Motivation:
现有的异构图学习中一些图的结构是不好的,不利于下游任务,比如在user-item的异构图中,用户可能会点击一些无用的item,从而给异构图表示学习带来一些噪声。
现有有的一些图结构表示学习的方法,通过把邻接矩阵参数化,学习更好的邻接矩阵用于下游任务。但是他们都是用于同构图的方法。
本文提出了GSL框架,通过考虑三种不同的图结构:特征相似图,特征传播图,和语义图来学习更好的图结构用于下游任务。
Approach:
特征相似图:
通过在节点之间的特征上用度量学习的方法,学习节点之间的相似度,构成相似度矩阵。
特征传播图:
特征转播图通过特征与拓扑之间的交互来生成图结构,特征之间的相似度是可以传播的。我们通过一个例子来更好的理解。例如,考虑生成用户和电影之间的潜在图结构,存在这样一种图结构生成方式:如果用户U1 看过电影M1,且M1和M2相似,那么用户U1可能对M2感兴趣即和节点存在潜在边。上述潜在的图结构可以分两步构建:得到特征相似的节点对(找到相似的电影M1和M2),随后用拓扑结构传播(通过U1的观影历史得到可能感兴趣的电影M2)。HGSL 也通过上述两步过程来得到特征传播图。

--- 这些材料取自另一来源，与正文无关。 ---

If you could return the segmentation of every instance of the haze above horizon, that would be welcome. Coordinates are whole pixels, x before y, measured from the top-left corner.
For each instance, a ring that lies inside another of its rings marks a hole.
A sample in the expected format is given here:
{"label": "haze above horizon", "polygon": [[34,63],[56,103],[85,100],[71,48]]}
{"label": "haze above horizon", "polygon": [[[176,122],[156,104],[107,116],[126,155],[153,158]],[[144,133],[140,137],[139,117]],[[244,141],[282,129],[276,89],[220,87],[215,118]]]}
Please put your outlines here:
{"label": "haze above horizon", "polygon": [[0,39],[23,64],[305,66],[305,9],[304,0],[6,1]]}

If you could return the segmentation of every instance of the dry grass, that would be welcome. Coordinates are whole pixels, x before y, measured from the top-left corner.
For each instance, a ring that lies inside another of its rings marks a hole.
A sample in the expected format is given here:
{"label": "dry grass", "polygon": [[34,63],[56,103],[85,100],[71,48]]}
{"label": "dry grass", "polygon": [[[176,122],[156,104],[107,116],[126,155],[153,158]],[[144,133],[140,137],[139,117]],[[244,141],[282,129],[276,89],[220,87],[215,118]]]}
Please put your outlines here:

对于每个关系r,首先根据关系的头尾节点集合,根据特征相似矩阵的计算方法,生成相似度矩阵。
然后再和原始的关系r邻接矩阵相乘,进行相似度传播,得到头相似度矩阵和尾相似度矩阵。
特征邻接矩阵
然后对矩阵进行attention聚合,得到特征邻接矩阵。
语义图:
传统的metapath构成邻接矩阵忽视了中间节点,导致了信息丢失。于是本文先通过Metapath2vec学习不同metapath下节点的特征表示,然后根据不同的特征表示来生成不同metapath下的语义邻接矩阵。
对于多个metapath,进行一个加权聚合得到语义邻接矩阵。
学习到的异构图邻接矩阵
把特征邻接矩阵和语义邻接矩阵还有原始的不同关系的邻居矩阵进行attention聚合。
优化过程
把学习到的不同关系的邻接矩阵,进行合并,忽视节点的类型,转换成一个大的邻接矩阵。然后进行两层的信息传播并进行预测。
实验
在 DBLP、ACM 及 Yelp 数据集上行了丰富的实验来验证HGSL 的有效性。